We know grandparents double as the best babysitters. They can be trusted, they dote on children and most importantly, they’re free.
Occasionally they might be good cat or dogsitters or even de facto plant parents. One woman who knew her parents would have no qualms looking after her pet decided to move in next door.
Charity worker Gail Randall wanted to make sure her tortoise Shelley had enough grass to play on, so she bought a property next to her parents.
The 39-year-old moved in with her partner Lisa to the semi-detached property in Plymouth.
Conveniently for them, parents Janet, 57, and Ken, 69, are only ten feet away so when Gail and Lisa are away, their pet has carers and plenty of space to roam.
The two couples say they love living so close together, even if Gail still regularly raids her parents’ fridge.
Parental privileges Gail is privvy to include free personal security over the house, oven space during Christmas, taxi service and on-call garden maintenance.
Gail said: ‘Lisa and I were looking to get onto the property ladder, and mum and dad were helping us find our first house so I could move out.
‘One day, mum told me the house next door was for sale as a joke, but then I started thinking about it seriously.
‘Luckily my parents are quite good so they weren’t as intrusive as we thought they might be.
‘My dad, however, will only come in the house if we let him in, even if we are at the window waving him in he won’t enter until we go to the door and let him – he’ll just keep knocking.
‘Dad always does our gardening as well, it’s like a free service – we’ll come home and see our hedges trimmed and the grass cut.
‘We always pop next door if the shops are shut, it’s like a little personal tuck shop where we can go and get milk or bread.’
Gail added that sometimes the tortoise wanders over to the other side and has to be returned by Janet or Ken.
Though Gail and Lisa like the perks of having parents next door, they also return the favour when they can.
‘It’s actually quite nifty,’ continued Gail. ‘We don’t even have our own WIFI because we connect to my mum’s which can be a little awkward when our friends come over and we’re asking next door for the password.’
Although living just feet away from your in-laws might be too much for some, Lisa, a volunteer coordinator, says she loves being so close to Gail’s family.
She said: ‘They’re both great, I was a little curious at first living next door to my partner’s parents because of our own privacy but they really haven’t overstepped the mark.
‘If anything, they’re less intrusive than we would like them to be.’ Mum Janet says she also indulges in using the neighbour’s washing machine sometimes.

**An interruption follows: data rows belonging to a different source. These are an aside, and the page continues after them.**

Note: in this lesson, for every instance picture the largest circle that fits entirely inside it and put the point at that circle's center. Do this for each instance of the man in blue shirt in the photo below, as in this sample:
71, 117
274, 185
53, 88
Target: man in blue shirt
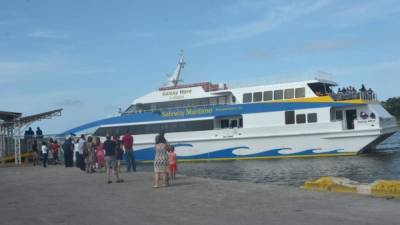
111, 162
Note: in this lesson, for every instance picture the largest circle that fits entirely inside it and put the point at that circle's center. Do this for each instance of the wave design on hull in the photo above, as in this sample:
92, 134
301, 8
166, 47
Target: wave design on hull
148, 153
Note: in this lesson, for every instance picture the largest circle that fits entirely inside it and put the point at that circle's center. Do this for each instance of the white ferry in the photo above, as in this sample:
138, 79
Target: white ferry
207, 121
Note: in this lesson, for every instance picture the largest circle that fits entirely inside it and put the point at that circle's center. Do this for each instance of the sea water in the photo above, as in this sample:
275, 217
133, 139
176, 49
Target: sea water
383, 164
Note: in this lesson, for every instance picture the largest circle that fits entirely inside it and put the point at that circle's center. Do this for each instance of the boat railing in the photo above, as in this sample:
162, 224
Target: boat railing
364, 95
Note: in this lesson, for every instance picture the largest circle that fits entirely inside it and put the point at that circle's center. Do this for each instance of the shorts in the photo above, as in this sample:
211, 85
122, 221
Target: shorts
111, 162
172, 167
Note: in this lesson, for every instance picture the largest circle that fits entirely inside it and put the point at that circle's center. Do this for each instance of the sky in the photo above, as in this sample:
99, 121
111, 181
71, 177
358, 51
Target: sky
92, 57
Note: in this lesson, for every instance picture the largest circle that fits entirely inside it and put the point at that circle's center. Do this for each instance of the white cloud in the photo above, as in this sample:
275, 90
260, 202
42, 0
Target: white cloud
69, 103
271, 16
47, 34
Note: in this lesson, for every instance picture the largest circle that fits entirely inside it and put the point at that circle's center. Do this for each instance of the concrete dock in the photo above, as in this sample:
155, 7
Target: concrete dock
58, 195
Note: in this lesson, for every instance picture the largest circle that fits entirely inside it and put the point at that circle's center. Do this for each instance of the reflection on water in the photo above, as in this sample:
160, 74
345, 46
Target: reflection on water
291, 171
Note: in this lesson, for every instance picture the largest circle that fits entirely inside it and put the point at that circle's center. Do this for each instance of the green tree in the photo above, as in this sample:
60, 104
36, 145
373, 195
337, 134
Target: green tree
392, 105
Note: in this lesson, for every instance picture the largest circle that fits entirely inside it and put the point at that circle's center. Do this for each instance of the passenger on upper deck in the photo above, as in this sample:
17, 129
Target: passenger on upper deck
349, 93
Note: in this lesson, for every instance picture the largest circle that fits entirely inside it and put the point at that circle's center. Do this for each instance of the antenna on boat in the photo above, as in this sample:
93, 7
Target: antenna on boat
175, 78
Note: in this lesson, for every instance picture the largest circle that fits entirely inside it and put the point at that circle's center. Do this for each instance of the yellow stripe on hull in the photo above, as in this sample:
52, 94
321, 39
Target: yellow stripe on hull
261, 157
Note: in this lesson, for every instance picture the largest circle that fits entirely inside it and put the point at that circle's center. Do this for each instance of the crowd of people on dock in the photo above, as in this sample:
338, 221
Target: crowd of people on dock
92, 154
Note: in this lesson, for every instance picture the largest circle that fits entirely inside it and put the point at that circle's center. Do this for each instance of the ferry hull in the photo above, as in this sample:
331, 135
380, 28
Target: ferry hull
311, 145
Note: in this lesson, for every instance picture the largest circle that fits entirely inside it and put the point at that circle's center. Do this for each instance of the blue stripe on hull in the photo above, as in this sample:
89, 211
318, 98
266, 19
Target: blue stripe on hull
202, 111
147, 154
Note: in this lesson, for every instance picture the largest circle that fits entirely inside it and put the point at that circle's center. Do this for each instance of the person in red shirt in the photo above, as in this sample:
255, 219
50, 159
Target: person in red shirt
54, 150
171, 163
127, 142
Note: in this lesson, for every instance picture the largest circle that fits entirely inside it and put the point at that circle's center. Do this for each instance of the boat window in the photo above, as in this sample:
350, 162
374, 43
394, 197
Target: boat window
224, 123
312, 118
289, 93
222, 100
339, 115
213, 101
155, 128
300, 92
278, 95
257, 96
247, 97
234, 123
267, 96
301, 118
289, 117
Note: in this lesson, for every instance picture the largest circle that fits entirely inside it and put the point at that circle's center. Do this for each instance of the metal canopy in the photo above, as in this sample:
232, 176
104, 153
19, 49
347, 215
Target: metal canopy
9, 116
13, 124
36, 117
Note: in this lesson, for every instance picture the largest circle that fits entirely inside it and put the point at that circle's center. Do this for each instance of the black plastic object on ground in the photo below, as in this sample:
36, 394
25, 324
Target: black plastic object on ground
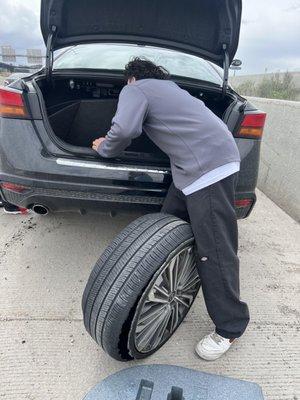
164, 382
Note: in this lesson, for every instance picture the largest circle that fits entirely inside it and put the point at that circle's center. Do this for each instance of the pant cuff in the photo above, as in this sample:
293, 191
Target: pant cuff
228, 335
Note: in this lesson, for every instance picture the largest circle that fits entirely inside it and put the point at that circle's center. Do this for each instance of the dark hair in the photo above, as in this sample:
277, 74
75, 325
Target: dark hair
141, 68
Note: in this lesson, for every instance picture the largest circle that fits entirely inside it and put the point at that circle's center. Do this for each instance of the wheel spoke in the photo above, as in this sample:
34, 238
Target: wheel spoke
175, 317
146, 336
169, 299
150, 315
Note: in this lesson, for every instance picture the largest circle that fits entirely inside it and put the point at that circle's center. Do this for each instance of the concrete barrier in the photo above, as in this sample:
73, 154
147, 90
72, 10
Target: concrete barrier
279, 176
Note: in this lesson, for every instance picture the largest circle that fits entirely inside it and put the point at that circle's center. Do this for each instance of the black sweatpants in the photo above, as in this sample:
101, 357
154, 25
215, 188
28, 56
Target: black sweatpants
213, 219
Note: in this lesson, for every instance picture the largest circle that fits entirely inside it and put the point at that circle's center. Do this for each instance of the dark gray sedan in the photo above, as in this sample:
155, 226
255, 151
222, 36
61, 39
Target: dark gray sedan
49, 120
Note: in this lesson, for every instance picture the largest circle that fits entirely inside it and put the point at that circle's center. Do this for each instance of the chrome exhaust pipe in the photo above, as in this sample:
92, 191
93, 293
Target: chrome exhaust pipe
40, 209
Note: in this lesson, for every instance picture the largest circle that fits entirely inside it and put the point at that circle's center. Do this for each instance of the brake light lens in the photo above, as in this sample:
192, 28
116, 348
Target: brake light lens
12, 104
13, 187
252, 126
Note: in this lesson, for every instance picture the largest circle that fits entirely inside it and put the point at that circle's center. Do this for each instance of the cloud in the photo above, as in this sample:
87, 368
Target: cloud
19, 24
269, 35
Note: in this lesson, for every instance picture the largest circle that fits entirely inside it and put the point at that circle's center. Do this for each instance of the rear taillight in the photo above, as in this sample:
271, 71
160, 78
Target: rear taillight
13, 187
12, 104
252, 126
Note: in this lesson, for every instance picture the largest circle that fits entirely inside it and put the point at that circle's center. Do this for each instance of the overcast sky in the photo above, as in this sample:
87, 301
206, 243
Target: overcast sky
269, 37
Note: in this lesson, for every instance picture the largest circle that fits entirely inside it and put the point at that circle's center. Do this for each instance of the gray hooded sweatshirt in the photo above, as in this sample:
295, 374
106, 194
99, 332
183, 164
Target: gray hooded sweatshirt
193, 137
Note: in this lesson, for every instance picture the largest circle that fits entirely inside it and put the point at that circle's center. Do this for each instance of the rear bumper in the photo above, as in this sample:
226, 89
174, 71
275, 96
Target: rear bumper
61, 200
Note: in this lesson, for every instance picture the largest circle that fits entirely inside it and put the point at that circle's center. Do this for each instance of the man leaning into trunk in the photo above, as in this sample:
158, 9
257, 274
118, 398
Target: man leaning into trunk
205, 162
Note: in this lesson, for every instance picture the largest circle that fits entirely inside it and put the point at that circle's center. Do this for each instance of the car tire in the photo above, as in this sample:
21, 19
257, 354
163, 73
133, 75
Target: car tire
137, 287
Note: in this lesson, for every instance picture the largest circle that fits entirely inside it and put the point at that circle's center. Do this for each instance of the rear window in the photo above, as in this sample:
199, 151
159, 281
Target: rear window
116, 56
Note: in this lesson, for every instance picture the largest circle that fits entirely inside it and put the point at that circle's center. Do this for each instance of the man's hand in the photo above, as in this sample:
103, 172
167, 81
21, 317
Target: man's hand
97, 143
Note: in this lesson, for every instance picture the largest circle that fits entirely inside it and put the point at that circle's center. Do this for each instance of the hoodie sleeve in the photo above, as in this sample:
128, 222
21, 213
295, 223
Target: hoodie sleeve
127, 124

She said: ‘I was really happy when they said they were going to move and although I initially meant it as a joke at first.’
One of the biggest positives, they say, is being able to look out for each other, they don’t have to worry about noisy neighbours or anti-social behaviour because they are their own unit on their road.
Gail added: ‘It’s really comforting living here, I feel at home because its where I grew up. ‘My partner and parents get on really well, I’m very lucky in that respect so it’s quite perfect how everything has slotted in to place.’